Edit: This is sounding more and more like a problem with either a neighbor's electrical or the utility's supply. See last entry.
DON'T get in that hot tub again!
The "very small" shock was due to high impedance between you and the current. Impedance is extremely luck-based. Someone getting out of the pool might splash water where it had not been before, now the impedance is much lower and that "small" shock puts you in a wheelchair.
Hot tub miswiring is so common it's legendary. RCDs do not protect you from all wiring errors.
Don't get in the hot tub again until you positively find the cause and remove it.
8ma vs 30ma protection
RCDs also do not protect you from shock, necessarily. In Europe, RCDs have been used for a long time, and for a different reason - protecting houses from fires, not protecting humans from shock. Also, since they use whole-house RCDs, they must use a higher (more permissive) threshold, otherwise small leaks from many appliances will "stack" to cause nuisance trips. So whole-house protection is typically 30ma threshold.
Whereas in the US, GFCI is specifically for human safety, and it is 6ma or 8ma. This is too sensitive for a whole house, so it is applied circuit by circuit on circuits where it is helpful. (near sinks).
Your whole-house RCD would need to be 30ma, which is not enough for life-safety protection. It's less likely to outright kill you, but it's plenty enough to stun you - and when you are in water, being stunned means drowning.
Your hot tub should indeed have its own RCD, at the 6-8ma sensitivity level. However if you walk into a store and buy any random RCD, it's quite possible you'll find yourself holding a 30ma one. Perhaps your hot tub installer did exactly that.
RCDs do fail
I.E. they stop properly detecting ground faults. That's why the device has a "TEST" button. Use it.
It may be miswired to bypass the RCD
In fact, this is likely if the hot tub installer hit a situation where the RCD tripped when he hooked it up correctly. The RCD would trip when hooked up correctly, if the hot tub had a ground fault. Typical installer move is to jury-rig it any method that will work, then get paid.
This can also happen with amateur installers. They typically refuse to learn how to do the job properly (because that takes time learning about subjects they just don't care about), and simply "try random combinations" until one works. Many will work and also kill you. This might be one of those.

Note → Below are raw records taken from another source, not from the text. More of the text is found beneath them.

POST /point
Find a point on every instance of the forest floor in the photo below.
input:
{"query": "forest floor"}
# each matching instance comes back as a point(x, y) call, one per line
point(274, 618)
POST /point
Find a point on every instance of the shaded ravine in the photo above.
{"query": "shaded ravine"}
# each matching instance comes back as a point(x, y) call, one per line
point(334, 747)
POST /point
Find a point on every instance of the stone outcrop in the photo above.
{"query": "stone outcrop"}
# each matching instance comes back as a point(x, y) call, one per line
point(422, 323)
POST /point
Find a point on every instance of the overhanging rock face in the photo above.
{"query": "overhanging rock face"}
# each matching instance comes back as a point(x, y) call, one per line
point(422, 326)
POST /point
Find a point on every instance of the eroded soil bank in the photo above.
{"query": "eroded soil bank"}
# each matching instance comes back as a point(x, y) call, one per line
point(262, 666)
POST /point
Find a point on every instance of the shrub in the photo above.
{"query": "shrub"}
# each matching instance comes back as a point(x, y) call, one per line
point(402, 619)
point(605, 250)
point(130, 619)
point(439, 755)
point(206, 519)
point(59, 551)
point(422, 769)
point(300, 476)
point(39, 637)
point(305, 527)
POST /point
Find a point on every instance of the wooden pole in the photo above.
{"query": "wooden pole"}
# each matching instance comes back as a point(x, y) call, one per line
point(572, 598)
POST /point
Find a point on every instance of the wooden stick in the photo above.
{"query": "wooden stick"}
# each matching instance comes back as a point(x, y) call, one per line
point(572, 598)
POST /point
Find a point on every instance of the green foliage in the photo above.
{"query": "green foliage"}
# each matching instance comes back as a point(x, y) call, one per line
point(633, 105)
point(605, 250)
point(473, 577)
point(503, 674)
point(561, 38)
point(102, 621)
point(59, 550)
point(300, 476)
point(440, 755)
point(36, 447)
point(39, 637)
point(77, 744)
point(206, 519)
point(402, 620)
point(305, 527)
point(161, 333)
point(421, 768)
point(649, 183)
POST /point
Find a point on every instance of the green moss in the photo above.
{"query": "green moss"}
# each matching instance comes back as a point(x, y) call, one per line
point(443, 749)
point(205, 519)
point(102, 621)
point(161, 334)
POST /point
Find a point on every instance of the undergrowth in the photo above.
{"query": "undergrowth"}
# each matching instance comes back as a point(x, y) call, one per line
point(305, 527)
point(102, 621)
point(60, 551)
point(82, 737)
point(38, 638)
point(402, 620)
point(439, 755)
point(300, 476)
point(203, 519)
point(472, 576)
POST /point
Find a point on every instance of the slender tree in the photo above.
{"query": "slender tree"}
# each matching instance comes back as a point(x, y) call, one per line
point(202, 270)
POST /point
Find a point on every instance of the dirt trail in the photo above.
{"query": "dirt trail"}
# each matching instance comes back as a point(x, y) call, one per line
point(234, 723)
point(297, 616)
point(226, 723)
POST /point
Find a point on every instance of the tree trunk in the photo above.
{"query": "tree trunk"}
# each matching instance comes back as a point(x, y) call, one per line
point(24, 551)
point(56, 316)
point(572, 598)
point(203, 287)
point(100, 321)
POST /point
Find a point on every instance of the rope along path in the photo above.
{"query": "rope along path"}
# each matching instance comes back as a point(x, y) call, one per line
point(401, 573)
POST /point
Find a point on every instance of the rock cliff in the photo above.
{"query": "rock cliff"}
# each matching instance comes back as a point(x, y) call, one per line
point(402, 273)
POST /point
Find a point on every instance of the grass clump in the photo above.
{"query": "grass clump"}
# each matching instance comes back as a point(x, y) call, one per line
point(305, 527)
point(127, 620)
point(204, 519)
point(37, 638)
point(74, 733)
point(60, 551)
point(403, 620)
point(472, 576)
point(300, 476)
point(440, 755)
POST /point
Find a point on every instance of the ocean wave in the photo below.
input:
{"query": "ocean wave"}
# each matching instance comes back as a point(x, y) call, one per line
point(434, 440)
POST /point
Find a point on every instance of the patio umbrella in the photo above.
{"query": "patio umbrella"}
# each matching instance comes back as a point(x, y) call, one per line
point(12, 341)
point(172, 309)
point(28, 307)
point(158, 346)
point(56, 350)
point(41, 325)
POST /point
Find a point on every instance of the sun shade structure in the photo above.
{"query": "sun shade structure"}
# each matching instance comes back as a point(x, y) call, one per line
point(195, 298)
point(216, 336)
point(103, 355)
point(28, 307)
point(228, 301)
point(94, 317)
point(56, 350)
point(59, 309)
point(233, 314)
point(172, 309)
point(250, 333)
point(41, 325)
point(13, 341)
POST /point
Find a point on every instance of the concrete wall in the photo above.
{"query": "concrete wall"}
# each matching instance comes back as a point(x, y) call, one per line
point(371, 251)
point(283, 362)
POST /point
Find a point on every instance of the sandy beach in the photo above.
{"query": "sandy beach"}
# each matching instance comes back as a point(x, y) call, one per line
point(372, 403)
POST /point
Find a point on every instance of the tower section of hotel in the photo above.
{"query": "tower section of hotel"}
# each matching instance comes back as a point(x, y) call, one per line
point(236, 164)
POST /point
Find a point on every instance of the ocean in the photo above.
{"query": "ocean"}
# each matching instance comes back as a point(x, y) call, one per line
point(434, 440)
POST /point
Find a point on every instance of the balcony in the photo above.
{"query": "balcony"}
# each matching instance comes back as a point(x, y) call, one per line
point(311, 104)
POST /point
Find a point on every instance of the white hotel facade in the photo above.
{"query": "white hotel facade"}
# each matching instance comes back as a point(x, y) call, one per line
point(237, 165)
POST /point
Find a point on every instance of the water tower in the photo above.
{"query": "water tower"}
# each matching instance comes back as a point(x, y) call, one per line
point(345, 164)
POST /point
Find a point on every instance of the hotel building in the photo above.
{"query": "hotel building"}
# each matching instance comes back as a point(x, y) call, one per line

If the hot tub has a ground fault, fix it - seriously
Sometimes RCDs trip because the downline device is connected correctly, but actually does have a ground fault. This tends to surprise the heck out of people, they are in full disbelief -- "MY appliance has a ground fault? This cannot be!" (even they know nothing about ground faults).
I've seen people replace RCDs twice simply because they cannot believe they actually have a ground fault. And of course they feel totally justified in bypassing safety protection altogether.
So don't be in denial about that. There is a real possibility that the hot tub has a ground fault. If so, fix it.
It might not even be the hot tub
There's an outside chance this shock is entirely unrelated to the hot tub. It's possible the dangerous voltage is being sourced from some other thing in your yard, and the hot tub is correctly providing grounding, thus completing the circuit. If so, the cure is a thorough search of your house's electrical system for any defects. And if neighbors are close, you may need to bring out someone to test for problems coming from them.
In any case, this is nothing to trifle with.